Perle has often made a habit of mixing his Israeli passions with domestic American politics, often consulting both governments and trying to marry up his hard-line objectives with both. For instance, writing in 1996, Perle emphasized that removing Saddam from power represented "an important Israeli strategic objective in its own right." Today, the Israeli government is alone in the world in publicly backing Bush's talk of war with Iraq.
In 2000, when Prime Minister Ehud Barak, PLO Chairman Yasser Arafat and President Clinton were meeting at Camp David, Perle made news when he warned Barak not to let Vice President Al Gore become involved in the peace summit, for fear it would boost Gore's election prospects. He also told Barak to "walk away" from a peace plan if it left the thorny issue of a divided Jerusalem unresolved. Working as an advisor to candidate Bush, Perle warned Barak he would urge the Texas governor to condemn any peace plan that gave the PLO a foothold in Jerusalem. The Bush campaign quickly distanced itself from Perle's remarks.

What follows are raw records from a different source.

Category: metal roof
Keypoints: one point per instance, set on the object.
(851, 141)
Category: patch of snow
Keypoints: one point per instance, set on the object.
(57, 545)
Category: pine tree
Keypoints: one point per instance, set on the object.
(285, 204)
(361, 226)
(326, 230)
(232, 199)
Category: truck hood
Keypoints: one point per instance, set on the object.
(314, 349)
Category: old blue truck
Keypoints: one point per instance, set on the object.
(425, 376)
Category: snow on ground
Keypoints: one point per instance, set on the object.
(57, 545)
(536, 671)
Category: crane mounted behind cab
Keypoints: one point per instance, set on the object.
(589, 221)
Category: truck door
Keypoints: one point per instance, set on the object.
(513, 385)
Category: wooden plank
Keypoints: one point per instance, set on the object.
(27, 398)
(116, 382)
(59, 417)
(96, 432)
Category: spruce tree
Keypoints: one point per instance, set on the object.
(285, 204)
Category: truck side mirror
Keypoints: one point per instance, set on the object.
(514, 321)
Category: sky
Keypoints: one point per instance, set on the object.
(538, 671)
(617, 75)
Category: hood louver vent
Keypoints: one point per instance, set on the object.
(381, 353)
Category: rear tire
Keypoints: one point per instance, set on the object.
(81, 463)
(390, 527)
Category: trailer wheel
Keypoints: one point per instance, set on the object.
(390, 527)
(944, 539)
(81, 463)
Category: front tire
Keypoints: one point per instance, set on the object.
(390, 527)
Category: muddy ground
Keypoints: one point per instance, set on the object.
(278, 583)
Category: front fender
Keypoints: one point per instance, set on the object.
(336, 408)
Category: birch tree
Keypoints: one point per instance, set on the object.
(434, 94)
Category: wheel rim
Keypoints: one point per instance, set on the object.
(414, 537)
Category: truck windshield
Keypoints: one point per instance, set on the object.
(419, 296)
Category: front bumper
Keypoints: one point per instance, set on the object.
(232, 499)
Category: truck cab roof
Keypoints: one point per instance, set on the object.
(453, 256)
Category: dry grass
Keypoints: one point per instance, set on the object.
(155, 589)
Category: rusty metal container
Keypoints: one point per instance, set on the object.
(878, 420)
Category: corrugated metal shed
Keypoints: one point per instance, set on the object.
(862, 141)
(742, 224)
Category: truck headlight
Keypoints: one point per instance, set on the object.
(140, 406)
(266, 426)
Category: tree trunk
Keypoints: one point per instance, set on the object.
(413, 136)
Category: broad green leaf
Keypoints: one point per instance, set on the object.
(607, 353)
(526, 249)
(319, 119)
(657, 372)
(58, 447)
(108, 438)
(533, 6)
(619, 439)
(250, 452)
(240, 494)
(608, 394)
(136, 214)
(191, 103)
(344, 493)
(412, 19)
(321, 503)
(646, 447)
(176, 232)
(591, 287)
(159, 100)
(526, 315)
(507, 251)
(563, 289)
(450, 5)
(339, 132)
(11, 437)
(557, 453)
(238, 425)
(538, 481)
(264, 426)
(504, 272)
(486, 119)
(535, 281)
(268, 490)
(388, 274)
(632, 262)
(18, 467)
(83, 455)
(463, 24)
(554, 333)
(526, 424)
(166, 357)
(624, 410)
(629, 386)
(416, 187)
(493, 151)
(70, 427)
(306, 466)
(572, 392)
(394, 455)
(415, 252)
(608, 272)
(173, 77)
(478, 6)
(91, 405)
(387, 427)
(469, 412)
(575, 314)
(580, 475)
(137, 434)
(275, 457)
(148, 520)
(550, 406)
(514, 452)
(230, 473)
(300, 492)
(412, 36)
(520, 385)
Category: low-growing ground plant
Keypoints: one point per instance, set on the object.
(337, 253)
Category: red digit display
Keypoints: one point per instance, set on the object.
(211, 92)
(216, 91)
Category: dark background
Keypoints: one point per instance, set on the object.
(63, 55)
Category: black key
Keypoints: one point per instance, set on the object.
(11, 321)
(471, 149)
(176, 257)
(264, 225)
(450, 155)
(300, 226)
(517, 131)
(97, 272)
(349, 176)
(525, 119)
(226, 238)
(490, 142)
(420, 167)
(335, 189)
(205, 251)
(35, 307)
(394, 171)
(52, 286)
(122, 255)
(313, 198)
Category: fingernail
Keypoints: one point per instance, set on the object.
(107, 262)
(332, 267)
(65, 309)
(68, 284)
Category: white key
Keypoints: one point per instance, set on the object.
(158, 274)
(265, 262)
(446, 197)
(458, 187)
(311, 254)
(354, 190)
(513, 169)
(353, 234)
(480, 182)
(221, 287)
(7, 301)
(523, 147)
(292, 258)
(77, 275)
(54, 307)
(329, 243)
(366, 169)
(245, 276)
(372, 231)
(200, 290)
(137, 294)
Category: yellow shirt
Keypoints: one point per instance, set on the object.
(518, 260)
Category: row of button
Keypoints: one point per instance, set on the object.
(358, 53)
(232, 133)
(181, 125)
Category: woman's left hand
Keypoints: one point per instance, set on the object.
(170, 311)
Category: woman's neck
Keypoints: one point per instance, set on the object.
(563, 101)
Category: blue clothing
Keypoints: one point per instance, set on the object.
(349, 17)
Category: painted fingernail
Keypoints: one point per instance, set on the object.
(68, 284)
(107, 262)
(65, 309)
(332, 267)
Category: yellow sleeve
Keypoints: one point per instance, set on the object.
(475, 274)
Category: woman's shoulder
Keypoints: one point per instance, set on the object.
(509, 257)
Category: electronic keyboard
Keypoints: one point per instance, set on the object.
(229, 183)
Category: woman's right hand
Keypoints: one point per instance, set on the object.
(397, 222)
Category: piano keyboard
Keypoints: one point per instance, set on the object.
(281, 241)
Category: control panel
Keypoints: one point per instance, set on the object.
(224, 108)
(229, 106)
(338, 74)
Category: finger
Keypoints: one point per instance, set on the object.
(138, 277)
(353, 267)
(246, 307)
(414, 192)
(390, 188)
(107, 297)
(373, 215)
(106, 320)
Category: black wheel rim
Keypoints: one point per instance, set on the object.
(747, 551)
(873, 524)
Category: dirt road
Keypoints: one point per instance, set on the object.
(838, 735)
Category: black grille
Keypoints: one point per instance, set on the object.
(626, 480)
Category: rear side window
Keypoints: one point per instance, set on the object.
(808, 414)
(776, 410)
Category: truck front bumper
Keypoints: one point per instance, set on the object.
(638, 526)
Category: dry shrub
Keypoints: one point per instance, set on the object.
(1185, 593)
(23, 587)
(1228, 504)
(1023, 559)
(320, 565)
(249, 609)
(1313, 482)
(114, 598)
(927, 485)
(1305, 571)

Even the staunchly pro-Israel New York Post editorial page slapped Perle for his heavy-handed move: "Perle injected an improper note that can only be interpreted as politically motivated interference with the discharge of presidential responsibilities. It's one thing to advise Gov. Bush to oppose an unwise agreement -- it's quite another to press upon a foreign government in advance a negotiating strategy that itself plays into domestic U.S. politics."
While the topic of Israel remains on the periphery of the Iraq debate, there seems to be a growing fear, even within Republican Party and national-security circles, that Perle has won the upper hand in that debate. Republican politicians, statesmen and generals have in recent weeks stepped forward, hoping to plant a stop sign in front of the Defense Policy Board chair and his allies.
The turning point for some may have been the Aug. 16 article in the New York Times that quoted Perle as saying that Bush essentially had no choice now but to attack Iraq: "The failure to take on Saddam after what the president said would produce such a collapse of confidence in the president that it would set back the war on terrorism."
Two days later, Lawrence Eagleburger, who served briefly as secretary of state for President George Bush Sr., complained on national television that Perle was "devious." Hagel, of course, made his suggestion that Perle be sent to fight in Iraq. And conservative columnist George Will, noting the relatively simple scenario Perle routinely outlines for overthrowing Saddam, warned darkly: "If America goes to war on Perle's cheerful surmise, any surprises will not be pleasant ones."